IM: I've always enjoyed passing on knowledge and skills to others. I started climbing in North Conway, NH. I would regularly see local guides out on the cliffs and they were some of the best climbers in the area, so right away I had some respect and admiration for the guiding profession.


Five years after I started climbing I was living in Joshua Tree, CA for the winter. I was planning on leaving town for the summer, as it's quite hot there and really nice in so many other places. I didn't have any firm plans and somehow saw on the Internet that The American Alpine Institute (AAI) was hiring. By this time I had climbed all over the country on a wide variety of peaks, cliffs, rocks, and frozen waterfalls. A breadth of experience is one of the qualities they look for in their guides.

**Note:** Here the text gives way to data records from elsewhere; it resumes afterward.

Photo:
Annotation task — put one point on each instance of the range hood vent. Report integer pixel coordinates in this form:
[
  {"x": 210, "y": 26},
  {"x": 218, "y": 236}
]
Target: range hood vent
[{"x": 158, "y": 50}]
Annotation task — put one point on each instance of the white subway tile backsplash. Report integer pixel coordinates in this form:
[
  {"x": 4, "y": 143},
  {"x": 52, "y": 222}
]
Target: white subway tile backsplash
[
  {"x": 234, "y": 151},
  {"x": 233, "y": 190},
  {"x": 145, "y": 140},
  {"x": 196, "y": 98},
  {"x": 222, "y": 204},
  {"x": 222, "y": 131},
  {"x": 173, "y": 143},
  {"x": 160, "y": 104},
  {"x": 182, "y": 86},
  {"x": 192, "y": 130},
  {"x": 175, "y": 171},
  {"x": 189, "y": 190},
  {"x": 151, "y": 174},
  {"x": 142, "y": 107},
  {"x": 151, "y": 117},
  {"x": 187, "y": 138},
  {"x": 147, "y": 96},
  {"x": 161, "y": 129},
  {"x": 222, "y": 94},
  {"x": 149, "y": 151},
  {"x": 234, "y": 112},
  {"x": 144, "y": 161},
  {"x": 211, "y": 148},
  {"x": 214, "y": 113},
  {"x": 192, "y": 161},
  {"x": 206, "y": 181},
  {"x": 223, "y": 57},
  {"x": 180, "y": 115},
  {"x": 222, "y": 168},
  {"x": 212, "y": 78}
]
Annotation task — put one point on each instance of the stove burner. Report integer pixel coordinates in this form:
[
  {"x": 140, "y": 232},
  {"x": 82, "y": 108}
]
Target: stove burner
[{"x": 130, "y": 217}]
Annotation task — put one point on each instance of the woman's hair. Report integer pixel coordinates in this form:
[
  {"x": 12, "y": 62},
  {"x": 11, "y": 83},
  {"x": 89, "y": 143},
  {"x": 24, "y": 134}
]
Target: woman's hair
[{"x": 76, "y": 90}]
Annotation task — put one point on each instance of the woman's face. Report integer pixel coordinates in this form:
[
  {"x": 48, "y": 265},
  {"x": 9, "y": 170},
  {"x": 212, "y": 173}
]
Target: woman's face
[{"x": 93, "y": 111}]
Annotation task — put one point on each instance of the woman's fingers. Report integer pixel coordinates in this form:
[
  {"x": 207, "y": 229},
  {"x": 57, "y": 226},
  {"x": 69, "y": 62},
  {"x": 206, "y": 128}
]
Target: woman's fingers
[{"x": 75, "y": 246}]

A few weeks later I was hired.

IW: What was the process of becoming a mountain guide like? (Required Training, Certifications, etc)

IM: AAI runs its own in-house guide training for all their new hires. New guides spend a month running all over the Cascades on rock, snow, and ice; on little routes and huge ones. They're getting familiar with the terrain they'll be working on and learning the skills they'll need. It's a fairly intense month. The year I went through the training we got one day off out of 29.


Theirs is a fairly unusual process, though. These days to start working as a mountain guide you typically need some level of training, usually from The American Mountain Guides Association (AMGA). They're the body that's responsible for training and certification of mountain guides in the US. They train guides in three disciplines: rock climbing, alpine climbing/mountaineering, and ski mountaineering. Guides can choose to get certified in one or two of the three. To get certified in all three disciplines seems to take most folks four to eight years. Many guides start working with a little AMGA training, and complement that with mentorship, formal in-house trainings, and practical experience as they work toward certification. I'm working my way through that process.

Ian demonstrating winter backcountry navigation techniques.

IW: What is your "typical" day like as a mountain guide?

IM: There is no "typical" day. That's one of the best parts of the job but it's also a pain sometimes.


If I'm working a day trip (perhaps a day of rock or ice climbing, or a day of skills training) I'm usually awake around 6:30. Over breakfast I'll check weather forecasts, avalanche forecasts, and any other relevant conditions information. After making any last minute adjustments to my equipment and ensuring that I'm properly caffeinated, I meet my guests. We'll talk about the day, I'll make sure they're properly equipped and away we go to the day's objective. If it's a day trip I'm often home for dinner.

If I'm on an overnight trip there's a lot more variety. I recently got back from guiding a trip up the West Buttress of Denali, the highest peak in North America. We were on the mountain for 21 days. Some of those days we were up at 5 am and on the go until 7 pm. Other days, we'd sleep in, eat pancakes and bacon, read books, listen to podcasts, and throw a frisbee around. When I'm in the mountains I'm "on" from the moment my eyes open until I fall asleep at night.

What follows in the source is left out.